Liberación de los iones calcio por las cisternas terminales del retículo sarcoplasmatico. Los iones calcio contenidos en retículo sarcoplasmatico son liberados cuando se produce un potencial de acción en los túbulos t adyacente. El potencial de acción parece provocar por sí mismo la apertura rápida de los canales de calcio a través de las membranas en las cisternas terminales del reticulosarcoplamatico. Estos canales permanecen abiertos durante el cual se liberan los iones calcio responsables de la contracción muscular hacia el sarcoplasma que rodea las miofibrillas.

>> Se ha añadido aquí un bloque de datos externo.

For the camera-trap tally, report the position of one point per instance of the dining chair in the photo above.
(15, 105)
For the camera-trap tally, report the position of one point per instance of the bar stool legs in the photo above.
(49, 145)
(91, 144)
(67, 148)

La bomba de calcio retira los iones calcio del líquido sarcoplasmatico. Una bomba de calcio que actúa continuamente y que está localizada en las paredes de los túbulos longitudinales del retículo sarcoplasmatico bombea iones calcio desde las miofibrillas de nuevo hacia los túbulos sarcoplasmaticos. Esta bomba puede concentrar los inoes de calcio aproximadamente 10000 veces en el interior de los túbulos. Además en el interior del retículo hay una proteína denominada calsecuestrina, que puede proporcionar un aumento de hasta 40 veces más en el almacenamiento de calcio. Esta transferencia de calcio hacia el retículo sarcoplasmatico depleciona los iones calcio del líquido sarcoplasmatico, con lo que termina la contracción muscular.